COVID-19: Despite govt claims, experts say Nigeria not ready for vaccine distribution

Despite Nigerian authorities’ claims of expecting to receive in January one of the vaccines developed globally for COVID-19, evidence on the ground at the country’s National Strategic Cold Store suggest an exaggeration of the claims.

Osagie Ehanire, Nigeria’s Health Minister, while responding to questions from journalists after the Federal Executive Council (FEC) meeting in Abuja, last Wednesday, said, “We signed up for advanced market participation in COVAX. So, if we will be able to get our own, I think it will be in January.”

But several global health experts and bodies told PREMIUM TIMES it is “almost impossible” for Nigeria to start a vaccine campaign in January.

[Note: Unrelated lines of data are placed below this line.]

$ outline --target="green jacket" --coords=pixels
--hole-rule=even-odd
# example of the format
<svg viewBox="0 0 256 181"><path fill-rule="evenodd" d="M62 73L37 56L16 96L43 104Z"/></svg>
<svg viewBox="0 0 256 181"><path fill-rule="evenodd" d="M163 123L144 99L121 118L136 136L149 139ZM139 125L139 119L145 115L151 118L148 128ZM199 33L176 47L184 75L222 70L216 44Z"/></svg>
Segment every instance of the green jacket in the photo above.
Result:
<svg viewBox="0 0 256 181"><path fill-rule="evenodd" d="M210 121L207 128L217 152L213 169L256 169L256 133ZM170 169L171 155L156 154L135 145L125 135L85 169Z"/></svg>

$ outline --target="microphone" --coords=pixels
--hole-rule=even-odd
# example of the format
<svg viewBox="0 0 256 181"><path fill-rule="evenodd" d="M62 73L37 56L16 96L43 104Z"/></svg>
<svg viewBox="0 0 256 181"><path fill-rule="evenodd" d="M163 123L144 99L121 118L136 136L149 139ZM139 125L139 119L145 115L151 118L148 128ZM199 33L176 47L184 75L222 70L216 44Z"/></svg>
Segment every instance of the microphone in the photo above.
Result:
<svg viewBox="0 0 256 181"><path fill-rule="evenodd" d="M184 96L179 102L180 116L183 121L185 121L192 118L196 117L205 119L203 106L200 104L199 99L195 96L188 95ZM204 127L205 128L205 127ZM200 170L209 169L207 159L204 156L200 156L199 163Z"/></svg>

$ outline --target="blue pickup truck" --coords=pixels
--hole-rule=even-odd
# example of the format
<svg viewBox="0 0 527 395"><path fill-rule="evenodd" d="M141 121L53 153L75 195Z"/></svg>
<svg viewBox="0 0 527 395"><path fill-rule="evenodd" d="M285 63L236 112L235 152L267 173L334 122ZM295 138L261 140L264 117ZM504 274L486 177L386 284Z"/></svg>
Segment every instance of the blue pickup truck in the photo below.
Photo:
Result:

Distribution campaigns across Africa are not likely to begin until April, the head of the Africa Centers for Disease Control and Prevention estimated. Even then, fewer doses will be sent to African countries than are being shipped to the United States and Europe.

“It will be extremely terrible to see,” said John Nkengasong, the Africa CDC director.

The African continent is “far from ready” to roll out what will be its largest-ever immunisation drive, the UN World Health Organization (WHO) said in late November.

Even the United Kingdom, which became the first country to begin the process of vaccinating its citizens with the new BioNTech-Pfizer COVID-19 vaccine on December 8, can only start a full-fledged campaign at least by December 29 when the European Medicines Agency (EMA) will meet and (is expected to) approve the vaccine.

Depending on COVAX

Most African countries, including Nigeria, are banking on benefitting from the COVID-19 Vaccines Global Assess Facility, or Covax, the World Health Organization-backed programme, which was set-up to divide a billion doses across 92 low- and middle-income countries next year.

“We are looking at the end of the first quarter of next year or the beginning of the second quarter” to approve a shot for use in Nigeria, National Agency for Food and Drug Administration and Control’s Director-General, Mojisola Adeyeye, said last Wednesday.